KEY POINTS:
The credit crisis that started half a world away is hitting renovators and first-home buyers.
A combination of falling house prices, rising living costs and higher prices for overseas money is forcing banks to tighten their lending policies.
Worst affected will be those borrowing a high proportion of their home's value. But all borrowers now face tougher tests to prove they can pay back a loan.
ASB drastically tightened its lending rules this week, telling brokers that it would generally not lend more than 80 per cent of a home's value.
Its head of retail banking, Ian Park, said ASB would consider applications for more than 80 per cent, "but they will have to be very strong from a servicing perspective".
A year ago, all main banks would lend up to 100 per cent of a home's value.
When house prices were rising and the economy was strong, up to 40 per cent of first-home buyers were getting 100 per cent loans, brokers say.
Massey University banking expert David Tripe said consumer credit had been tightened as banks took a less rosy view of borrowers' prospects.
ASB has also stopped giving "low doc" loans - the credit once advanced to high-earning business people who did not have all the documents to prove their income.
In March, Westpac changed its lending policy to require faster repayment of mortgages that had a high ratio of debt to value.
ANZ and National changed their rules early this year to make it more likely that anyone seeking more than 80 per cent of a home's value would be asked for a registered valuation.
Spokeswoman Virginia Stracey-Clitherow said the two banks had adjusted their assessments of living expenses to take account of rising costs.
ASB is also taking increased food and petrol bills into account.
Mr Park said borrowers' ability to repay a loan was more important than the amount of equity they had in the home.
Borrowers have also become more careful about what they can afford.
Westpac spokesman Craig Dowling said borrowers were realising they could not afford to borrow heavily.
"In the past, people extended their mortgages ... for things like renovating with a higher degree of confidence that the value in their homes would continue to rise," he said. "That confidence has diminished."
Mastercard New Zealand manager Stuart McKinley said spending and credit extensions on credit cards had slowed since December.
Annual spending growth had dropped from 10 per cent to 4.4 per cent by June, and credit limit extensions went from 7.5 per cent to 4.4 per cent.
The Reserve Bank says New Zealanders owed $5.1 billion in business and personal credit card debt at the end of August.
Dr Tripe said lending would stay tight "for a while" but this would have little effect on people with good equity in their homes.
"But if people have got 85 per cent borrowed and want to borrow a bit more it will be quite difficult."
The chief executive of the 45- branch Mike Pero (NZ) mortgage broking business, Shaun Riley, said it was "not quite accurate" to say banks would not lend more than 80 per cent of a home's value.

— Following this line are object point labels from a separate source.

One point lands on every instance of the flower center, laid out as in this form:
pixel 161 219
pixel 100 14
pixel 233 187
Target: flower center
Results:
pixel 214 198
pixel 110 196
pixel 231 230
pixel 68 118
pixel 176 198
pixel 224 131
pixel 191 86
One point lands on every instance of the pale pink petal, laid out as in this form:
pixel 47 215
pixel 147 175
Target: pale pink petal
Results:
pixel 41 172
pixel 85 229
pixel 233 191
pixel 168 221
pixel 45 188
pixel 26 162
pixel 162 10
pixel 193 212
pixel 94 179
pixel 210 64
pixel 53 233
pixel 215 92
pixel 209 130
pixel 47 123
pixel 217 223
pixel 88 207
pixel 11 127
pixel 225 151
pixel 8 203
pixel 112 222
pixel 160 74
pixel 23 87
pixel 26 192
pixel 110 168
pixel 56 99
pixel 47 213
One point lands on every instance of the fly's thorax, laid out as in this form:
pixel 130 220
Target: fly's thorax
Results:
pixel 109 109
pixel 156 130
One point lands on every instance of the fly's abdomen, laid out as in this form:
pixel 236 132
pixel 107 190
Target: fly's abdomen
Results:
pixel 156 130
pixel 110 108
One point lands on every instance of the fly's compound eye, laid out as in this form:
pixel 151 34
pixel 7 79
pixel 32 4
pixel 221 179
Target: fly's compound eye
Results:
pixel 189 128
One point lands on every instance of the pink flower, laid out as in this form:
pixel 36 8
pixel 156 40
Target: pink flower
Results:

"There are still deals being done above that, but the banks are being more selective and applying tougher servicing criteria than a year ago."
THE LOAN SQUEEZE
* Banks are now More likely to ask for a registered valuation if you are borrowing a high proportion of your home's value.
* More sceptical of self-employed people claiming a high income without strong documentary evidence.
* Less likely to lend a high proportion of your home's value. ASB has stopped lending above 80 per cent, except in very strong cases.
But don't sweat it
* Banks will work with you to manage debt.
Options to consider
* Suspend mortgage payments.
* Extend the mortgage term to reduce payments.
* Put credit card debt into the mortgage.
* Reconsider borrowing for large-scale renovations.